ほら! 引率者の三人も口をポカンと開けてるし!
絶対面白半分で言ってなかっただろ!?
「彼は既に勇者パーティを脱退しているが、ここにいる誰よりも大迷宮に詳しい。では、迷宮探索を始めようか」
セルマさんの掛け声に新人たちは元気よく「「おお!」」と声を上げる。
「十分後に大迷宮へ移動する、各自パーティ単位で列になって待機していてくれ!」
セルマさんが『言いたいことを全部言った』と言わんばかりの満足気な表情で石畳を降りる。
勘弁してくれ……。
◇
「さて、引率者は最終確認をするぞ」
全員が石畳を降りて一か所に集まる。
「す、すいません。
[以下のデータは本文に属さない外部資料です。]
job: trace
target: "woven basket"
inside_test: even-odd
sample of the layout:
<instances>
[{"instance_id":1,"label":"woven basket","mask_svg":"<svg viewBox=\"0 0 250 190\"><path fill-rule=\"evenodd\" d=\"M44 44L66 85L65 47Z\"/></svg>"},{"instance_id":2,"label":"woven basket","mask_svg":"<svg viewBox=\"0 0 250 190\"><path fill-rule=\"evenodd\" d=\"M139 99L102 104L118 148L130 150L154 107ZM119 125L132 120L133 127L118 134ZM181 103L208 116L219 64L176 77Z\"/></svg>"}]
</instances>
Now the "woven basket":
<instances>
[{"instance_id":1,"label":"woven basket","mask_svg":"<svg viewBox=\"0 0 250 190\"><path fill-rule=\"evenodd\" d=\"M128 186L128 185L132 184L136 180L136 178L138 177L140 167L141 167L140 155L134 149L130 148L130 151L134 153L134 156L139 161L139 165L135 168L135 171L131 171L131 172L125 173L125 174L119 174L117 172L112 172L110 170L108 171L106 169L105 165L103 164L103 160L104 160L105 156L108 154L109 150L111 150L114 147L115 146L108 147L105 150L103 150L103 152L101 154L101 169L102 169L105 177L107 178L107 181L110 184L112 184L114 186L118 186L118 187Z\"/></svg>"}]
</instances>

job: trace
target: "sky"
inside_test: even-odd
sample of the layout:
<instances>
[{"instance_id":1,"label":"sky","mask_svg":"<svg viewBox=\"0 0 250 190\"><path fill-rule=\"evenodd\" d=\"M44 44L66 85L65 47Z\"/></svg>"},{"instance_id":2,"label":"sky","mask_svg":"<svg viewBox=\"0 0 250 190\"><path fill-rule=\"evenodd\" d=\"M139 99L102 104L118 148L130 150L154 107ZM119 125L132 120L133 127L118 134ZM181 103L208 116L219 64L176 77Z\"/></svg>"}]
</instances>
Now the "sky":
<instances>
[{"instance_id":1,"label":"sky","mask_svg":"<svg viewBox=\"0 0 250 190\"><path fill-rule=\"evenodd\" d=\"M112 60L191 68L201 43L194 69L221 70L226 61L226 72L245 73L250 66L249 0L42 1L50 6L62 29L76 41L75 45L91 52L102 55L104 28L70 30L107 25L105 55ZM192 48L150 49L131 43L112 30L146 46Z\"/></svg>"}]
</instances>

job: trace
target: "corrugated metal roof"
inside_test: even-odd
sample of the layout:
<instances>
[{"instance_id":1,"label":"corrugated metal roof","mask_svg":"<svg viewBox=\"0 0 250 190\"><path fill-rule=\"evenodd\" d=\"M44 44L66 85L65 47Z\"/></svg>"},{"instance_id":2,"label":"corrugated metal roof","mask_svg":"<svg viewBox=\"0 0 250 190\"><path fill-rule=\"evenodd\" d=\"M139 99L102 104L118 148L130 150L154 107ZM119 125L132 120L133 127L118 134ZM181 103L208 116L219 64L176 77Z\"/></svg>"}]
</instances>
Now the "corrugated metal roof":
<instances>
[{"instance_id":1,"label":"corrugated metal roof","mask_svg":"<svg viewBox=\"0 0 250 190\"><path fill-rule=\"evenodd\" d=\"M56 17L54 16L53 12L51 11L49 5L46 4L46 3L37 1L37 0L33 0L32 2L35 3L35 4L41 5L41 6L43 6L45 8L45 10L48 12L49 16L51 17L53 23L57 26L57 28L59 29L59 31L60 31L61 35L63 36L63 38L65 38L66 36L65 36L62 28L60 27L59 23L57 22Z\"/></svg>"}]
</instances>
先ほどは失礼な態度を取りました」
さっき品定めするような視線を向けてきていたディフェンダーの人が謝ってきた。
「いえ、気にしてませんよ。それと俺の方が年下なので、敬語はいりません。普通に話してください」
「そ、そうか。わかった。それにしても勇者パーティの人間がうちの作戦に協力して大丈夫なのか?」
「元、ですよ。もう勇者パーティには所属していないので問題ありません」
「話しているところ悪いが、時間も迫っている。最終確認を始めるぞ」
セルマさんの一声で三人の雰囲気が緊張感のあるものに変わった。
最終確認は昨日教えてもらった内容と変わっていない。
俺が担当するのは第九班と第十班になった。
最終確認を終えて、引率者は自分が担当する新人パーティの元へと向かう。
俺も向かおうとしたところで、セルマさんに声を掛けられた。
「第十班は期待の新人たちだ。パーティとしての連携を磨けば、中層でも難なくやっていける実力を持ったメンバー達だ。指導をよろしく頼む」
そんな期待の新人をよそ者に託すなよ……。